I'll evaluate these during community bonding with mentor guidance and prototype the most promising one before coding starts.

Fallback if core changes are too risky: Note-level tags (ai:dog, ai:outdoor) attached to the parent note. This uses existing Joplin infrastructure, requires zero core changes, and gives filtering through the tag sidebar. The downside is losing per-image granularity (tags attach to notes, not resources). This ships as a configurable option regardless.

Consistency guarantees I'll address:

  • One resource in multiple notes: Labels live on the resource, not the note — no duplication

  • Sync conflicts: userData already has merge semantics, labels follow the same path

  • Plugin disable/uninstall: Labels persist harmlessly in userData, no orphaned data in notes

  • Re-index after model change: Version field in label data lets the plugin detect stale labels and re-process

3.7 UI Panel

A sidebar panel created via joplin.views.panels.create():

  • Shows labels for images in the currently selected note

  • Displays label badges with confidence indicators

  • Lets you manually edit labels (add/remove/rename)

  • Shows processing status (queued, processing, done, error)

  • Has a "Re-scan" button to regenerate labels for an image

  • Built with HTML/CSS injected via setHtml() and addScript()

Changes to the Joplin Codebase

This is primarily a plugin project. The plugin itself uses only existing public APIs:

API Usage
joplin.workspace.onResourceChange() Detect modified images
joplin.workspace.onNoteChange() Detect newly attached images via note body diff
joplin.data.get/put(['resources', id]) Read resource metadata
joplin.data.userDataSet/Get() Store/retrieve labels
joplin.imaging.createFromResource() Load image for preprocessing
joplin.imaging.resize() Resize for model input
joplin.views.panels.create() Sidebar UI
joplin.settings.registerSection() Settings UI
joplin.settings.registerSettings() Provider config, API keys

The joplin.imaging API is desktop-only, so the initial version targets Joplin Desktop. For search integration, a small focused core PR may be needed to make userData indexable by SearchEngine or to add a new plugin API method — this will be scoped during community bonding with mentor approval.

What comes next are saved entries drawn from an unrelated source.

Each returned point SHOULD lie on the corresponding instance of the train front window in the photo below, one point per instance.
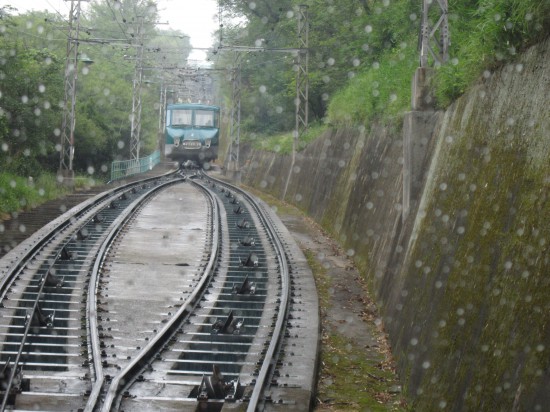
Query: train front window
(182, 117)
(205, 118)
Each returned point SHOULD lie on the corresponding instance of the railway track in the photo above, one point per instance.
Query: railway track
(116, 310)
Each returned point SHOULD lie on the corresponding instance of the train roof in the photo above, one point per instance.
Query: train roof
(192, 106)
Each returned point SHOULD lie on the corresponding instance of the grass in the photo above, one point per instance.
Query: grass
(484, 35)
(282, 143)
(351, 378)
(24, 193)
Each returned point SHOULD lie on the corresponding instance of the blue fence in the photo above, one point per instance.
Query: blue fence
(124, 168)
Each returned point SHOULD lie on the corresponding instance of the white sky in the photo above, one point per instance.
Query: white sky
(193, 17)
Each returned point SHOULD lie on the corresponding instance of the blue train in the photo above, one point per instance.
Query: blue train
(192, 132)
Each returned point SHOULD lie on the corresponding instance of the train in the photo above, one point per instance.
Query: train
(192, 133)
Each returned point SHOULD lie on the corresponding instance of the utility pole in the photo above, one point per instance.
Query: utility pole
(135, 118)
(419, 123)
(232, 161)
(66, 172)
(434, 39)
(302, 87)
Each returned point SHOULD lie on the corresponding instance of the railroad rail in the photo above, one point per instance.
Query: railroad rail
(109, 310)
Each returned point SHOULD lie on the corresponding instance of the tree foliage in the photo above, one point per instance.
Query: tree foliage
(33, 49)
(363, 53)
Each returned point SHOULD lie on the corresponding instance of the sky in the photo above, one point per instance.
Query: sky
(193, 17)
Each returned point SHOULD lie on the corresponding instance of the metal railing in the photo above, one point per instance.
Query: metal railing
(125, 168)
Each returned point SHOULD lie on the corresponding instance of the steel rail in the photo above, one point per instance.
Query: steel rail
(130, 371)
(8, 280)
(92, 207)
(276, 341)
(59, 224)
(91, 305)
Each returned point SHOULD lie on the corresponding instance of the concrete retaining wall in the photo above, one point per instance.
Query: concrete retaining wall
(463, 282)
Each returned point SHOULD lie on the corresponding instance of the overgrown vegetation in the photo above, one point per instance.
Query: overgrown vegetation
(32, 69)
(24, 193)
(282, 142)
(363, 54)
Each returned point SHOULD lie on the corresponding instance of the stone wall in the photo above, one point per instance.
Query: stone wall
(463, 282)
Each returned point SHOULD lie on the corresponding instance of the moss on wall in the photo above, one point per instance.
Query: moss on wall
(463, 283)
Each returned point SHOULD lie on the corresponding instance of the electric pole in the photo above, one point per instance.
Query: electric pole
(434, 39)
(302, 86)
(232, 161)
(135, 118)
(66, 172)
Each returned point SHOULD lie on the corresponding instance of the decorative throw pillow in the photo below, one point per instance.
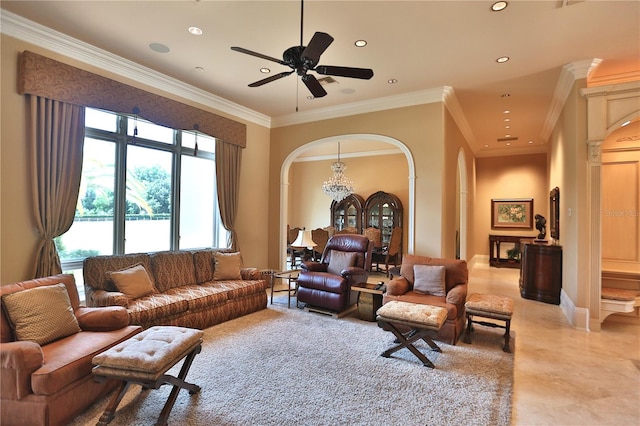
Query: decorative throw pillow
(340, 260)
(41, 314)
(134, 282)
(227, 266)
(429, 279)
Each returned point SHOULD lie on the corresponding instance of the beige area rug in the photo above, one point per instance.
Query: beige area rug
(285, 366)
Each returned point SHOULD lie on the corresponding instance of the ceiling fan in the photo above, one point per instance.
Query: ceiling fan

Libraries and Technologies

Library Purpose Size
onnxruntime-web Local model inference (WASM, no native deps) ~8MB
MobileCLIP (ONNX) Image classification model ~20-50MB

No heavy ML frameworks like PyTorch or TensorFlow. ONNX Runtime Web is pure WASM/JS and runs inside the plugin sandbox without needing native modules. Image preprocessing is handled by Joplin's built-in joplin.imaging API, so no sharp dependency needed.

Potential Challenges

Challenge Mitigation
Model size vs accuracy tradeoff Start with MobileCLIP (~25MB), offer larger CLIP as opt-in download. Benchmark both during Week 1-2
Performance on low-end hardware Run inference off the main plugin execution path (worker-based processing in the plugin renderer process) so the UI stays responsive. Process images one at a time with configurable concurrency
Label quality for niche content Let users customize the label vocabulary. Cloud providers handle unusual images better
Search integration Will investigate indexed userData keys or a new dedicated plugin API method during community bonding. Fallback: note-level tags. No note body mutation
Offline model distribution Models are not bundled with the plugin. Downloaded on first use with checksum verification, resumable, and cached locally. Only a tiny bootstrap ships with the package
Privacy concerns with cloud providers Local is the default, always. Cloud needs explicit opt-in plus an API key. There'll be a clear warning in settings about data leaving your device

4. Implementation Plan

Community Bonding

  • Dig into Joplin's plugin development workflow and testing setup

  • Validate ONNX Runtime Web (WASM) runs inside the plugin sandbox

  • Benchmark candidate models (MobileCLIP-S1, MobileCLIP-S2, CLIP ViT-B/32) on a representative image set

  • Pick the final model based on size/accuracy/speed tradeoffs

  • Set up dev environment with automated tests

  • Investigate search integration strategy with mentors: prototype userData indexing in SearchEngine, evaluate tradeoffs of candidate designs (indexed userData keys vs new dedicated plugin API vs resource field)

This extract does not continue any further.